Think twice before you rake
While cleaning your yard remember the leaves that fall are food for the plants. Use a mulching mower to chop up the ones on the lawn. They will finish disintegrating over the winter. Under bushes and around perennial beds, fallen leaves serve as a winter mulch and a home for many beneficial insects like butterfly caterpillar so please don’t chop them and leave them be.
Freshen your containers
It has been a tough summer for plants in containers. The unrelenting heat and the regular dousing with chlorinated tap water (in place of the non-existent rain) is not conducive to a long happy life for your annuals. It’s too early to use cut evergreens, so consider putting in some transitional plantings such as the multi-colored kale, perennial grasses and heuchera. Avoid using mums. They aren’t a good choice if you like to keep the season going until Thanksgiving because the flowers will die long before that.
Divide and multiply
September and October are great months to dig and divide overgrown perennials that bloom early. Creeping phlox, oriental poppies, foxglove, delphinium and iris are all candidates. You can also dig and divide later blooming plants such as hostas and many ground covers. Spread them around your property, share them with friends or pot them up for your garden club’s spring plant sale. They will be healthier and look better if you don’t wait until spring.

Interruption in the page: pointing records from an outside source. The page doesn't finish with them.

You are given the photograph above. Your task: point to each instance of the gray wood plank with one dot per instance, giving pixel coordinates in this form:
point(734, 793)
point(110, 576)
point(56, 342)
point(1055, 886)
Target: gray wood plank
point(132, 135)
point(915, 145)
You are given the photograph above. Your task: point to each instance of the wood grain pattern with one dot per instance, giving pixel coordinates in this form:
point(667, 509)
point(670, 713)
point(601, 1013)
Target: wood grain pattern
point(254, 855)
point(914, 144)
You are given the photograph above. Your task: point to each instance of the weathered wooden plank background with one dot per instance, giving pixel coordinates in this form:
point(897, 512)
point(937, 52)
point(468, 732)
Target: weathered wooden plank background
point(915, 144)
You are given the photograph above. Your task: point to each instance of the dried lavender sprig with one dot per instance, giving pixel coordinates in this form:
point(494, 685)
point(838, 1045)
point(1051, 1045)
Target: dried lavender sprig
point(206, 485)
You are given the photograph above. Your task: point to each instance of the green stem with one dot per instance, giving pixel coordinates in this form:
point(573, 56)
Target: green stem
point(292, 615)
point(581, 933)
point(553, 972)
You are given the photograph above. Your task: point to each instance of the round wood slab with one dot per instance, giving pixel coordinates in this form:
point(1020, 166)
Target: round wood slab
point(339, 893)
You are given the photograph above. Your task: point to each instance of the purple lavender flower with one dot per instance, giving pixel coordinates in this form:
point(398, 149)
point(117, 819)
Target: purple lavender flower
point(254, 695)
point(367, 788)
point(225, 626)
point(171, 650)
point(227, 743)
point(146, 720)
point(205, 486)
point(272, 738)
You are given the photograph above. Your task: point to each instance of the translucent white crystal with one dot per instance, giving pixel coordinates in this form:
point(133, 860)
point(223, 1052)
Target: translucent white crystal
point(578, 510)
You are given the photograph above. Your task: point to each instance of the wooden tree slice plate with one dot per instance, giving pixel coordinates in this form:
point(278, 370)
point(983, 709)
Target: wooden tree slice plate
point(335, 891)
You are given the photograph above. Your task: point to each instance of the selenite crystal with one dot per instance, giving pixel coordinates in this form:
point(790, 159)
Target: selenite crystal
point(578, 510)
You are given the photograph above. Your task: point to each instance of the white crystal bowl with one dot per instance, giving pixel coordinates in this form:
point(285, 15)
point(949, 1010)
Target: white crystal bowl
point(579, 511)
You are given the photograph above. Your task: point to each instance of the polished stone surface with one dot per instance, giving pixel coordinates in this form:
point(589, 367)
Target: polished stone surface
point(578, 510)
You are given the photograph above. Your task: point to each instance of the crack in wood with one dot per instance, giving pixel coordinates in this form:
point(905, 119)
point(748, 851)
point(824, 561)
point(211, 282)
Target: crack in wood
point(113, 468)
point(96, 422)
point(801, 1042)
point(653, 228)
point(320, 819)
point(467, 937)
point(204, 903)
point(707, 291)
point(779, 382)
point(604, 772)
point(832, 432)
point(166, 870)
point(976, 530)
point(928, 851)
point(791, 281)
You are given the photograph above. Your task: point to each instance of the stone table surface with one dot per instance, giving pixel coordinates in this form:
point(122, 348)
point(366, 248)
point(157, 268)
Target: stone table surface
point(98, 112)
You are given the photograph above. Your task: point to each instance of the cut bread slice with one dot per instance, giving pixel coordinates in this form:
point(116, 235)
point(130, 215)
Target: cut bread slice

Benign neglect for your lawn
The summer heat and water bans have been tough on everyone’s lawns, but don’t try to rehab them this autumn unless Mother Nature suddenly provides us with lots of rain and the watering bans are ended. Apart from pulling crabgrass and other obvious weeds before they set seed, leave your lawn be. Grass is a hardy, cool-weather perennial, and there are steps you can take later this autumn and next spring to enhance your lawn.
Spring bulbs? Not yet, but soon
Wait until the soil temperature has dropped to 55 to 60 degrees several inches below the surface to plant spring bulbs. This usually occurs after several weeks of nighttime temperatures in the low 50’s. Putting bulbs into warmer soil may cause them to begin growing tops (which is bad) when they should be growing only roots to support the flowers next spring. Now is also a good time to dig up any bulbs that have been in for a few years. You’ll likely find they’ve multiplied and are now crowded (yeah! free bulbs) and need to be thinned; or have been attacked by moles, voles and other varmints and need to be replaced. Add lime over old and new bulbs now, but fertilize only after they are in bloom in the spring.
Save annual seeds for planting in the spring: annual poppies, nicotiania, larkspur, butterfly weed, verbena bonariensis, milkweed, etc. . or leave seed heads of self seeding annuals in place to have seedlings emerge next spring. Leave seedheads of plants that are attractive to birds: coneflowers, blackeyed susans, sunflowers.
Take cutting of coleus, petunias, fuchias and geraninus and others to grow inside in a sunny window or under lights this winter.
Transplant and/or divide peonies and daylilies now so that they will have time for roots to develop before the ground freezes.
Do not prune spring blooming shrubs now as their flower buds have already formed.
Leave broccoli, spinach and kale in the garden to harvest on past the first frost.